It’s a medical term, “brain fog,” and it’s a symptom of thyroid disease.
This past Spring, in the throes of hyperthyroidism (caused by the horrifically named Graves Disease), I was aware that I was brain foggy, but too foggy to know how foggy I was.
A few examples: I often do Sudoku puzzles, and I’m pretty good at them. But it took me twice as long on average to complete one. Also, I had a hard time reading, and especially reading instructions, so I made a lot of stupid mistakes. Even recipes were a bitch. “Shit. I needed three eggs!” and doubling or halving recipes was completely baffling.
All this is a very long introduction to the fact that I completely messed up requesting permission to use a certain Rumi poem in my forthcoming novel The Edge of Maybe. Oh, I filled out the online form. But it wasn’t until three months later, i.e. yesterday, when the final, final manuscript has long been set in stone, when the book is in the middle of layout, that I, with my slightly-less brain-fogged head, realized that this particular request for permission was supposed to be snail mailed. The online form I’d filled out was for something completely other, and had ended up who knows where. I would have to start again, if I wanted to use the Rumi poem. And getting permission rights takes a few months. I don’t have a few months.
Now, this Rumi poem is not an epigraph or something optional in the book. It forms a key plot point. It’s on a card sent by a yoga teacher (the type who would quote Rumi, or Khalil Gibran, or Paul Coelho) to a yoga student. I needed to find a substitute right quick.
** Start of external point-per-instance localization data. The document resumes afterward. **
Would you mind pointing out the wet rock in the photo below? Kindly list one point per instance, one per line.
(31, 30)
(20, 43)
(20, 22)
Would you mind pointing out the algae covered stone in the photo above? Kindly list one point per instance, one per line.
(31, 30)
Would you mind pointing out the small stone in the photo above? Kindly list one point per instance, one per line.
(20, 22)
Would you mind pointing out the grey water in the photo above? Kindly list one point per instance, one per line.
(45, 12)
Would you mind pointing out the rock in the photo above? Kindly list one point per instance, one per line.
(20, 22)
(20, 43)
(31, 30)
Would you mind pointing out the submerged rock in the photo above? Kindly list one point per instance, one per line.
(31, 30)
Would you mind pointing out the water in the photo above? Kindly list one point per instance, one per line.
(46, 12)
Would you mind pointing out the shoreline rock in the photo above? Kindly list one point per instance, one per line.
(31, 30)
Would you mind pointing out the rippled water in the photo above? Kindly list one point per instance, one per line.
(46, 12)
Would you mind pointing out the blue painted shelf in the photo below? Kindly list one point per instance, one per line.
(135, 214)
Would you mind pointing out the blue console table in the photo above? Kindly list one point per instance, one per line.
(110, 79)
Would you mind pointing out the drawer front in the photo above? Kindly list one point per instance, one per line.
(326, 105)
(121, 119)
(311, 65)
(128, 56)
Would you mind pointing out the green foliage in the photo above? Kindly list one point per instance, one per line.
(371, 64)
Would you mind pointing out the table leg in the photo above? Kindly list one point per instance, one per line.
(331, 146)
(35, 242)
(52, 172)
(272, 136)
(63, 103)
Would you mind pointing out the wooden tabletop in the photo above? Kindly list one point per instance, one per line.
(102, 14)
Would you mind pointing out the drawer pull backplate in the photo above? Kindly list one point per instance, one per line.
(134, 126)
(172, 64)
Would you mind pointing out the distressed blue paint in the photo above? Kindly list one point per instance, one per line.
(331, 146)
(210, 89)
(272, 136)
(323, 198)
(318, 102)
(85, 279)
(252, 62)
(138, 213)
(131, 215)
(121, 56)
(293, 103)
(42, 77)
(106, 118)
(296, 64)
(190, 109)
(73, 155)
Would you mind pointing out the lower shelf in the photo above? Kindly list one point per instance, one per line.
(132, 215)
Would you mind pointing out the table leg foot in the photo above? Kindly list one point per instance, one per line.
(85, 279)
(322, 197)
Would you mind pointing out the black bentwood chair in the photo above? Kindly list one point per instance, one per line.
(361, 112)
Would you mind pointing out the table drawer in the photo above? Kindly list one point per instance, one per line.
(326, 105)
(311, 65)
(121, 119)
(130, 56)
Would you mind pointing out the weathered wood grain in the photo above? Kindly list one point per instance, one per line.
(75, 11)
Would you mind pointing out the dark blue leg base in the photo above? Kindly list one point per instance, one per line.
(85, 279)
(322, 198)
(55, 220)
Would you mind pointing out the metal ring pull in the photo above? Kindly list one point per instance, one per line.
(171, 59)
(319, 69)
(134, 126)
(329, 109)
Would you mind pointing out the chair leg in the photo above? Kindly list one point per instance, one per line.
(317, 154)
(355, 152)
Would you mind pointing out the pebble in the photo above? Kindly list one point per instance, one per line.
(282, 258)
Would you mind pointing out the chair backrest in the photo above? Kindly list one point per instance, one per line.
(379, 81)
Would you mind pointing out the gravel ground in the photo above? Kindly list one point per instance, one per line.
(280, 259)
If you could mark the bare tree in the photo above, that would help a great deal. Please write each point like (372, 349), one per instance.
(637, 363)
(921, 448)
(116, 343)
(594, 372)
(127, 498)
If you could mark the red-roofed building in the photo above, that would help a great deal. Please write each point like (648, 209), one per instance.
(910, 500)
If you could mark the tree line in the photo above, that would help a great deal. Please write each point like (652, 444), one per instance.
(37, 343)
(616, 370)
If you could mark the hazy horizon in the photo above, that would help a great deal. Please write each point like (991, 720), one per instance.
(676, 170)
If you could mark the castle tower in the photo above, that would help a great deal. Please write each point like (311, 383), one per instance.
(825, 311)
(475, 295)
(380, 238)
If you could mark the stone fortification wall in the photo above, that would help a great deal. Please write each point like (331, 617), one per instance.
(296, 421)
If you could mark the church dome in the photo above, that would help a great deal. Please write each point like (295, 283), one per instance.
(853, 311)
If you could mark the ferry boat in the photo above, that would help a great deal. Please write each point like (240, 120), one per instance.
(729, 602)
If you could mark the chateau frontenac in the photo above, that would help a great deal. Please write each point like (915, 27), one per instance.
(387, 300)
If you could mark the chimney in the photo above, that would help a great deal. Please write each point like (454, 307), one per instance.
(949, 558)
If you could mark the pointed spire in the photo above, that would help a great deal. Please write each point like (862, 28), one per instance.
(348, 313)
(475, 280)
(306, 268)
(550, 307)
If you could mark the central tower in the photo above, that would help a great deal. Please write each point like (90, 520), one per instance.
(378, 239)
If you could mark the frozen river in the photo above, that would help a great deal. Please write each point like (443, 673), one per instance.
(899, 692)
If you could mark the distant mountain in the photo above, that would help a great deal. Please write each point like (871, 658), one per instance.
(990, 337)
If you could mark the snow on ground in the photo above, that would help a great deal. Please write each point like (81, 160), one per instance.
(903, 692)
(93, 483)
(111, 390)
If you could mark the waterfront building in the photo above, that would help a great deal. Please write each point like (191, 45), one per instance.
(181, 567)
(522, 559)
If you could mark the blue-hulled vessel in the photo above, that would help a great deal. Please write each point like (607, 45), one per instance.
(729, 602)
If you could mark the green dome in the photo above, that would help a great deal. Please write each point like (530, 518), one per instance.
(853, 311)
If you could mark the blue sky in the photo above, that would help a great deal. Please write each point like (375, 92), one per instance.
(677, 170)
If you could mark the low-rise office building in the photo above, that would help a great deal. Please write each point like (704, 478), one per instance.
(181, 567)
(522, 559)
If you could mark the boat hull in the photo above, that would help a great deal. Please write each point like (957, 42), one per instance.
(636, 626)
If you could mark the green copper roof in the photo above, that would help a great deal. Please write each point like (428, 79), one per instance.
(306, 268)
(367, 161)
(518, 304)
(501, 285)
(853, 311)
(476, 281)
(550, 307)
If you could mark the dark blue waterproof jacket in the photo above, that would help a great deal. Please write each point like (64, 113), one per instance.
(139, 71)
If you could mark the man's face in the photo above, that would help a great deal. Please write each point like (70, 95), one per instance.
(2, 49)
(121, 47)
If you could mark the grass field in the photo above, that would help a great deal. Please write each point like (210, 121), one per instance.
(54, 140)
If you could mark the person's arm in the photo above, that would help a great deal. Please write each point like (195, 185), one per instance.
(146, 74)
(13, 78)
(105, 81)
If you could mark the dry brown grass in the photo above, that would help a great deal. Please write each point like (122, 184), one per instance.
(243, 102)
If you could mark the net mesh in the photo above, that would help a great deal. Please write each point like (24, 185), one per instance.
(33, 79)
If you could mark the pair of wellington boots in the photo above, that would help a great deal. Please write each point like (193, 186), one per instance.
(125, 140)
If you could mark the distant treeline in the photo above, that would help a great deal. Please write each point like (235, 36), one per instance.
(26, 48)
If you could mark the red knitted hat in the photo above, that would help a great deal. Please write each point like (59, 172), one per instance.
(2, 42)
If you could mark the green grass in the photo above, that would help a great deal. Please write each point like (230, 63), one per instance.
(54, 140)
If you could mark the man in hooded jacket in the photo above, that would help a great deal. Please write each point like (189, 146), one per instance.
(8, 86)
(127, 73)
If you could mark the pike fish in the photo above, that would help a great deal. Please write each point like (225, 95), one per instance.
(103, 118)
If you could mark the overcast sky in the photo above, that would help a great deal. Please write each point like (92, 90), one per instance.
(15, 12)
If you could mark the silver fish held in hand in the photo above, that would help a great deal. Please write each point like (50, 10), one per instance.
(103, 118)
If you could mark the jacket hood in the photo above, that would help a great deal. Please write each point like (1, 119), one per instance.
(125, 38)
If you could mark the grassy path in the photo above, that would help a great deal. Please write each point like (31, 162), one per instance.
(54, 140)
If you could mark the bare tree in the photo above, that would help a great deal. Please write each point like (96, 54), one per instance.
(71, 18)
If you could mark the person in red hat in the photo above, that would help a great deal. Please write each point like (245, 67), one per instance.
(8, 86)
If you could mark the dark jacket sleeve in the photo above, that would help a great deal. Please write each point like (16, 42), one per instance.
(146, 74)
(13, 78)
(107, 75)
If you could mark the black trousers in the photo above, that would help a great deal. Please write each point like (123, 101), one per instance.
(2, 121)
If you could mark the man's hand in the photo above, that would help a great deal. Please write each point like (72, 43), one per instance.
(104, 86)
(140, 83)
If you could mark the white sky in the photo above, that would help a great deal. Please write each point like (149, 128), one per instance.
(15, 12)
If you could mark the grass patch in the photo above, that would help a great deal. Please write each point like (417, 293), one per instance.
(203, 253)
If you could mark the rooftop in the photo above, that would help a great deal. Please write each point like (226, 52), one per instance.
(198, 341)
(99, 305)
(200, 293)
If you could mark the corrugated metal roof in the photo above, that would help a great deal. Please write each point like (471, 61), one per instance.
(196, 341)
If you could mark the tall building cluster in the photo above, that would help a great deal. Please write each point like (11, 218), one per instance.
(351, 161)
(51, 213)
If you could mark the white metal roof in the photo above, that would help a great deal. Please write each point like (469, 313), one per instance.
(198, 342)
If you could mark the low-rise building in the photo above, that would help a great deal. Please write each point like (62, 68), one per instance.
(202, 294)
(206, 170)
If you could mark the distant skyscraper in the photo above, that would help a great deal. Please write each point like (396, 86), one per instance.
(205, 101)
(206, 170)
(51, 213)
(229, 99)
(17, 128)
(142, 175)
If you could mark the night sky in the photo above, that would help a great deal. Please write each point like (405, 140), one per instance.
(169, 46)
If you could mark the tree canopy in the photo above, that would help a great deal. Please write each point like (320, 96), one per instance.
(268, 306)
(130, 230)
So last night, I wrote one. A substitute. It had to be the exact same length as the Rumi poem I couldn’t use – 74 words – and it had to include some words that are referred to in later dialogue in the novel. It took me about 15 minutes to write. I threw in some peacocks and Beloveds. It was great fun.
This morning, I posted it on Twitter and Facebook and asked for help identifying a possible author:
“Okay, folks, help me out here. Any guesses who wrote this?
“Open wide your heart, Lover, as you would open the window to the shining day. In the courtyard below, the peacock’s blue tail spreads wide. The peahen saunters brown. Fling yourself through the love window, Beloved. I will catch you. I would join with you as flame joins flame, in a single surge of light, of heat. Heart to heart, and all around the world fades away. Open the love window.”
I just wanted to see if it would pass.
The votes (mostly from other writers):
Rumi, Rudyard Kipling, Rumi, Hafiz, Khalil Gibran, Rumi, Song of Songs, Rumi
Nobody said: “Oh, some horrible new age poet who is trying to sound like Rumi.” Nobody said, “Ericka, you wrote it, can’t fool us!” So, I guess I have a future writing fake ancient Persian love poetry, if this novel writing gig doesn’t work out.
~
In other news, brain fog is part of what I’m blaming for my long hiatus from blogging. I’m not flinging myself out the window of bloggy love, here, but with The Edge of Maybe on the edge of happening (March 2012), I’m opening the door just a crack.